Releases: stanford-futuredata/ColBERT
ColBERT 0.2.22
Overview
-
Bug Fixes
- fix: AdamW import error #390 in training.py
- Update loaders.py to use
rflag for regex #368. - use correct GitPython #388 in setup.py.
-
Improvements
- omit tqdm when pooling embeddings for a single document #367.
- Do not do initial retrieval if pids are passed in #352
The main fix is #390 which fixes the AdamW import error (transformers.AdamW is deprecated). This allows you to use the latest version of transformers. However the latest transformers depends on torch>=2.1 but ColBERT currently depends on torch==1.13.1. As shown in the sections below, using the latest version of torch (2.8.0) and transformers (4.55.0) does not break core functionality but does result in different indexing, retrieval and training results than using torch==1.13.1 and transformers==4.38.2 (the last version that had AdamW).
ColBERT 0.2.21 and 0.2.22 Comparison
In this section, I'm going to compare the index artifacts, retrieval artifacts, and training logs between two different colbert-ai installations:
- The previous release on PyPI (0.2.21; August 20, 2024) with
torch==1.13.1andtransformers==4.38.2(the last version withAdamW) referred to as "0.2.21" below. - The latest release (0.2.22; August 10, 2025) with
torch==2.8.0andtransformers==4.55.0(the latest versions of both), referred to as "0.2.22" below.

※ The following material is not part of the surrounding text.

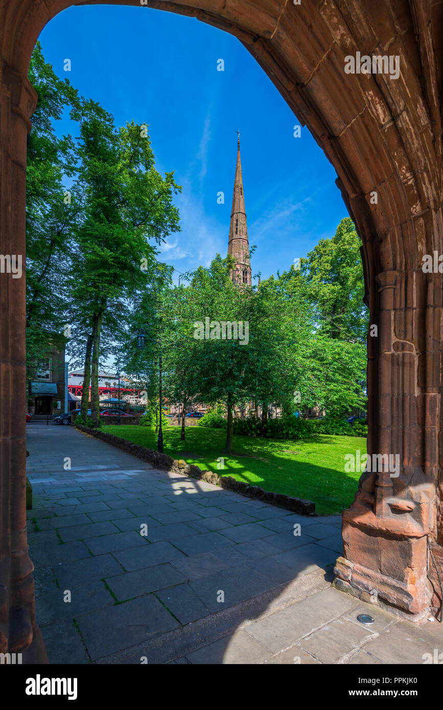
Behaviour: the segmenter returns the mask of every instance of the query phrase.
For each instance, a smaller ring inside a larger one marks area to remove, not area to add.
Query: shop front
[[[57,391],[55,382],[31,382],[31,396],[33,400],[34,412],[35,415],[53,414],[53,405],[58,407],[60,395]]]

My indexing, retrieval, training and comparison scripts can be found in my colbert-maintenance repo
ConditionalQA Index Artifacts
I compared the shapes and values (torch.allclose) of the .pt files in both indexes (of the UKPLab/DAPR/ConditionalQA document collection). All but one pair of tensors have the same shapes (it's an important one: ivf.pid.pt which maps document token embedding IDs to centroid IDs) and none of the tensors' values pass torch.allclose:
| File | Shapes match | Values match |
|---|---|---|
| 0.codes.pt | Yes | No |
| 0.residuals.pt | Yes | No |
| 1.codes.pt | Yes | No |
| 1.residuals.pt | Yes | No |
| 2.codes.pt | Yes | No |
| 2.residuals.pt | Yes | No |
| avg_residual.pt | Yes | No |
| buckets.pt | Yes | No |
| centroids.pt | Yes | No |
| ivf.pid.pt | No | No |
The changes in from 0.2.21 to 0.2.22 result in nearly wholesale index artifact changes.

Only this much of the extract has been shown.